Hani Karadenizliye sormuşlar ya, idam sehpasında “Son arzun nedir?” diye.. “Ha bu bana bi ders olsun” demiş. O hesap.
Şimdi sektörün tümünü, yani namusu ile gazetecilik yapan, bu tür angajmanlara (yılanlı çuvallara) girmeyen binlerce meslektaşı tenzih ederek söylüyorum:
Çok kirlendik. Çoook…
Üstelik, kirlenenlere işaret ettiğimizde de “Sana ne be abi. Sen mi düzeltecen? Herkes kendi vicdanından sorumlu” diye terslendik. Hatta ve hatta patronların, (kendi işlerine de yaradıkları için) böylelerine özel bir tolerans ve özel muamele gösterdiklerine tanık olmadık mı?

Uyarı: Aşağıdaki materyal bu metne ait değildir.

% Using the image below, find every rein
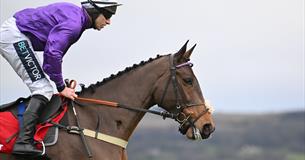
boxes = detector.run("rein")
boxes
[61,55,209,158]
[76,97,177,119]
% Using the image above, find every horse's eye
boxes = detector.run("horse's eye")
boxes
[183,78,193,85]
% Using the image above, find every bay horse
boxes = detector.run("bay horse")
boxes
[0,41,215,160]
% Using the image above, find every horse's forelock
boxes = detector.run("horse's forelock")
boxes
[204,100,215,114]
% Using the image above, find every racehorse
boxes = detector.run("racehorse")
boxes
[0,41,215,160]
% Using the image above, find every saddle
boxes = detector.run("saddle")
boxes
[0,94,67,153]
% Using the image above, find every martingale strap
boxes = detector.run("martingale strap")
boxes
[83,129,128,149]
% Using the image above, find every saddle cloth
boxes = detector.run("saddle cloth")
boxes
[0,95,68,153]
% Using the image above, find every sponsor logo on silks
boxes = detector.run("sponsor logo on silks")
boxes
[14,40,45,82]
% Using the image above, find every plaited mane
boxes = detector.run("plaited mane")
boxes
[81,55,164,93]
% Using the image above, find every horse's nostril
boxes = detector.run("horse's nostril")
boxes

Görevimiz belli. Başta tek tek gazeteci meslektaşlar olarak, meslek örgütleri olarak, temiz kalmak isteyen medya kuruluşları olarak, bu kiri, bu pisliği, bu ayıbı temizlemek için harekete geçmek gerekiyor.
“Başlama vuruşunu” şöyle yapmayı öneriyorum:
Gazetecilerin hepsi, istisnasız, bir “servet beyanında” bulunmalı. Kaç yıldır bu mesleği yapıyor? Ne iş yapmış? Kaç para kazanmış? Ne mal mülk edinmiş? Nasıl edinmiş? Onca milyonu (varsa) nasıl edinmiş? Herkes bilsin. Para kazanmak ayıp değil. Ama gazetecilikten mi kazanmış? Ne yapmış da bunları edinmiş. Bilinsin. Herkes buna göre bir “not” alsın.
Kimin kiminle görüştüğüne, oturup kalktığına kimse karışamaz. Özellikle gazeteci, herkesle görüşür. Devlet insanı ile de iş insanı ile de suç örgütü (evet suç örgütü) elemanı ve hatta terör örgütü elemanı ile de… Önemli olan, bu görüşmeyi hangi kapasite ile yapılmıştır. Gazeteci görüşür, röportaj yapar, bilgi edinir ve yazar-çizer-anlatır-aktarır.
İş, çıkar, nüfuz ilişkisine girmez. Arabulucu, ulak filan olmaz. Laf taşımaz. Girerse, girmişse bir bedeli olur. O bedel kişisel bir bedel olmakla kalsa beni (bizi) ilgilendirmeyebilir. Kurumunu da ırgalamayabilir.
Ama meslek kirlendi hanımlar – beyler.. Üzerimize leke çalındı. Toplum bize saygısını yitirdi. Bunu acilen temizlemeliyiz. Haydi harekete geçin!